Continuer à se battre dans l’adversité

Max Scherzer et les Nationals ont porté l’uniforme des Expos de Montréal le temps d’une partie le 6 juillet dernier.
Photo d’archives Max Scherzer et les Nationals ont porté l’uniforme des Expos de Montréal le temps d’une partie le 6 juillet dernier.

Coup d'oeil sur cet article

Les Nationals ont surpris l’univers du baseball en remportant les grands honneurs de la Série mondiale. Lors de mes prédictions à TVA Sports avant le début du tournoi automnal du baseball majeur, j’ai choisi les Nationals pour remporter le trophée du Commissaire.

Des collègues, dont mon bon ami Michel Bergeron, des amateurs de baseball qui me posaient la question à savoir qui mériterait les grands honneurs avaient tous un drôle d’air quand je leur répondais les Nationals. Mettons que leur sourire à mon endroit en traduisait bien long.

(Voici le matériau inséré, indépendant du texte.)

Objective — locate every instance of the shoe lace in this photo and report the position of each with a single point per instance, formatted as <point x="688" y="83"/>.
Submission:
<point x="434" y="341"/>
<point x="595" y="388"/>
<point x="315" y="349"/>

Il y a cinq ans et encore moins, je n’aurais jamais osé même lâcher un cri d’encouragement pour cette formation de la capitale américaine. Tellement que le mois de mars dernier, je suis allé voir les Astros s’entraîner à West Palm Beach et je me suis privé de faire un léger détour puisque les Nationals s’entraînaient sur le même site. J’avais toujours cette cicatrice sur mon cœur qui tardait à guérir après le départ des Expos vers Washington.

Pourquoi les Nationals ?

Lorsqu’ils ont nommé l’ancien voltigeur des Expos, Dave Martinez à la barre de l’équipe, bien des choses ont commencé à changer. À mes yeux, le point tournant est survenu cet été lors d’un match au Nationals Park. Plusieurs déclarent qu’il n’y a pas de lien à faire entre les Expos et les Nationals. Pourtant quel partisan des Expos ne ressentait pas un sentiment de fierté de voir Max Scherzer et ses coéquipiers porter l’uniforme bleu poudre des Expos lors d’un match de la saison régulier. Par ce geste, la direction des Nationals a reconnu l’origine de sa franchise. Cette partie fut le point crucial de mon attachement pour les Nationals.

Je ne veux pas jouer aux gérants d’estrade, mais mes choix étaient basés sur deux situations. Dans cette classique d’automne, je prévoyais que le lanceur des Astros, Gerrit Cole était pour subir une défaite et que Justin Verlander était pour être égal à lui-même : échapper la victoire dans un moment aussi important.

Durant les séries, cinq fois les Nationals se sont retrouvés au bord du gouffre et chaque fois ils ont raflé la victoire. Quand Howie Kendrick a cogné le coup de circuit qui a assommé les Astros, je me suis souvenu de la claque de Rick Monday au Stade olympique aux dépens de Steve Rogers. Cependant, cette fois, au lieu d’en pleurer, je m’en suis réjoui.

Stephen Bronfman et son groupe d’hommes d’affaires me font penser aux Nationals dans leur croisade pour le retour des Expos à Montréal. Ils ont le même cri de ralliement que Dave

Martinez à ses joueurs, il faut « continuer à se battre dans l’adversité ».